Tycoon and Citizen TV owner Samuel Kamau (SK) Macharia has escaped repaying a multimillion-shilling loan owed to a US-based financier after the High Court ruled that Export-Import Bank of America debt recovery suit was time-barred.
High Court ruled that the lender was time-barred in bringing the suit before judges in October 2010 instead of May 2006 in line with the law that demand such cases be heard within six years.
Royal Media Services (RMS) and guarantors of the debt— Mr Macharia and his wife Gathoni Macharia — faced a liability of Sh453 million that included interest over two decade the loan was in default.
The bank was seeking to recover $486, 283 (Sh51.1 million) from RMS and the guarantors for defaulting on the loan borrowed in 1998 and went into default in 1999.
Royal Media tapped the debt from Sentry Finance Corporation (SFC) for purchase of various television, radio and paging transmission equipment and Export-Import Bank of America offered insurance to repay the loan should it be defaulted.
Court documents show the debt was defaulted in mid-1999 after payment of $9,319 (Sh978, 495) by RMS, forcing Export-Import Bank of America to repay SFC and later demand the millions of shillings from the media firm and its owners.
But Justice Mary Kasango dismissed the claim, saying the suit was time-barred, and cushioned SK Macharia and RMS from refunding Export-Import Bank of America legal costs.
“Ex-Imp Bank slept on its rights and then brought this case after an unreasonable delay.
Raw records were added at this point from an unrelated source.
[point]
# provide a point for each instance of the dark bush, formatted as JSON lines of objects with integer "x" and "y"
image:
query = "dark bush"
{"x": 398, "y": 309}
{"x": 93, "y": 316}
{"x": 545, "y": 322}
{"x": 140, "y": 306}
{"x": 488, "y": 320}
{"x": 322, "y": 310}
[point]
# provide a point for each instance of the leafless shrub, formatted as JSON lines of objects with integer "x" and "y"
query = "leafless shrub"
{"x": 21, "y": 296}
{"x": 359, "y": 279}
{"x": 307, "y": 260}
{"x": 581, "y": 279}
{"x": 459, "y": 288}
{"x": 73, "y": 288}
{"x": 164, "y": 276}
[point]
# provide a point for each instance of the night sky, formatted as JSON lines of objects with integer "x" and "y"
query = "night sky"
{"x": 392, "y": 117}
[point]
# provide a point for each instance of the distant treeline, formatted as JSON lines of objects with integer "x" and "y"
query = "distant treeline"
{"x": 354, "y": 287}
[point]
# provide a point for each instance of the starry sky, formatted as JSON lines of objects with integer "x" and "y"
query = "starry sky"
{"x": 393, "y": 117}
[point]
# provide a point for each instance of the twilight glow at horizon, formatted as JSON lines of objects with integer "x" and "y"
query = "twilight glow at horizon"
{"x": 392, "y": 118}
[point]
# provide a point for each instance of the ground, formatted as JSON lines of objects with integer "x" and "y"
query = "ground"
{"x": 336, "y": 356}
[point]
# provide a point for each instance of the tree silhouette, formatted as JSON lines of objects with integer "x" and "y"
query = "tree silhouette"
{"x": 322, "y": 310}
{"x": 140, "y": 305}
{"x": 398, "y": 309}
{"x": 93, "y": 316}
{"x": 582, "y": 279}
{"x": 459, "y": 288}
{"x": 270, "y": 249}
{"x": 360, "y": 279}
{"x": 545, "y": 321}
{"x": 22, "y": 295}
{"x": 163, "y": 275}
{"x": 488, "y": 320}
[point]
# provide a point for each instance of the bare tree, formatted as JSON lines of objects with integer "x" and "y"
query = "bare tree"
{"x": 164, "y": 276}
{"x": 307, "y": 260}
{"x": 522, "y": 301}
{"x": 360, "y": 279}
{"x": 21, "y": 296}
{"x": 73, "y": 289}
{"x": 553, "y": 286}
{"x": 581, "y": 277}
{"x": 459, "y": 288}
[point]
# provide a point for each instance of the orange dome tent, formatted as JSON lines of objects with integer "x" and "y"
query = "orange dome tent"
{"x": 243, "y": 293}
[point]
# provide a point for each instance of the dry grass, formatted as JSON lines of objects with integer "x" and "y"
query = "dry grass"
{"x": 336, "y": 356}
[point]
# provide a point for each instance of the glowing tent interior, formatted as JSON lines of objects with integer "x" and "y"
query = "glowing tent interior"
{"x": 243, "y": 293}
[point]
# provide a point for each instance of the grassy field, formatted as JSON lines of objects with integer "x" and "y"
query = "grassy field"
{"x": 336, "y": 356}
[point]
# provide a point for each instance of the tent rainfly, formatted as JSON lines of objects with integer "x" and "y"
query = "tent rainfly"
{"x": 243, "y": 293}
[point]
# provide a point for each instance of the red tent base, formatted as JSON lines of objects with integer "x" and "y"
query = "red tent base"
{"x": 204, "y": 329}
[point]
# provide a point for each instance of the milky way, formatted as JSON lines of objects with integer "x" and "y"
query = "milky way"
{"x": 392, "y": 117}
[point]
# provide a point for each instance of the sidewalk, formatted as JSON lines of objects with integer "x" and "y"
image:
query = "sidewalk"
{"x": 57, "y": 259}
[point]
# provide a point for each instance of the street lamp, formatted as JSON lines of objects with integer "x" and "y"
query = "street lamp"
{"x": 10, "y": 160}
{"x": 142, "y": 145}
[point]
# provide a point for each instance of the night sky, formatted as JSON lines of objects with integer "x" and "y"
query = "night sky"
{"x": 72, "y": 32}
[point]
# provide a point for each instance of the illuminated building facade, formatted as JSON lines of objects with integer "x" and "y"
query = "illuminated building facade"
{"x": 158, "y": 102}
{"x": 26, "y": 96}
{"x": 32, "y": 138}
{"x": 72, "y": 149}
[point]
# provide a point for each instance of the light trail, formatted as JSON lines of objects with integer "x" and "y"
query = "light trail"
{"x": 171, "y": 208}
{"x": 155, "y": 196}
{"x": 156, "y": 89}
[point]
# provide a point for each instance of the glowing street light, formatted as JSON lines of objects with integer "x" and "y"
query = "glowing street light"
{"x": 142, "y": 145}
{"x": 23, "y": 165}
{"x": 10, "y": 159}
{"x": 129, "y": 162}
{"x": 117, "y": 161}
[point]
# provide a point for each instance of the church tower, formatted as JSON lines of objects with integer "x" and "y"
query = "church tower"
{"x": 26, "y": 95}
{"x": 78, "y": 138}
Statute expects parties to be reasonably diligent in enforcing their rights before court,” said Justice Kasango.
“If indeed I had found that this claim is not statute-barred I would have entered judgment for the admitted amount of $447,943.02 (Sh47.1 million) less the paid amount of $9,319.15 (Sh978, 495) plus interest.”
This would have seen SK Macharia and his wife face liability of Sh453 million if court interest of about 12 percent is factored for 20 years the debt has been in default.
Justice Kasango reckons that SFC and Export-Import Bank of America failed to register the TV equipment as security in line with the loan contract, making it difficult to seize and auction RMs equipment.
RMS said the SFC breached terms of the loan deal by delaying delivery of the TV equipment.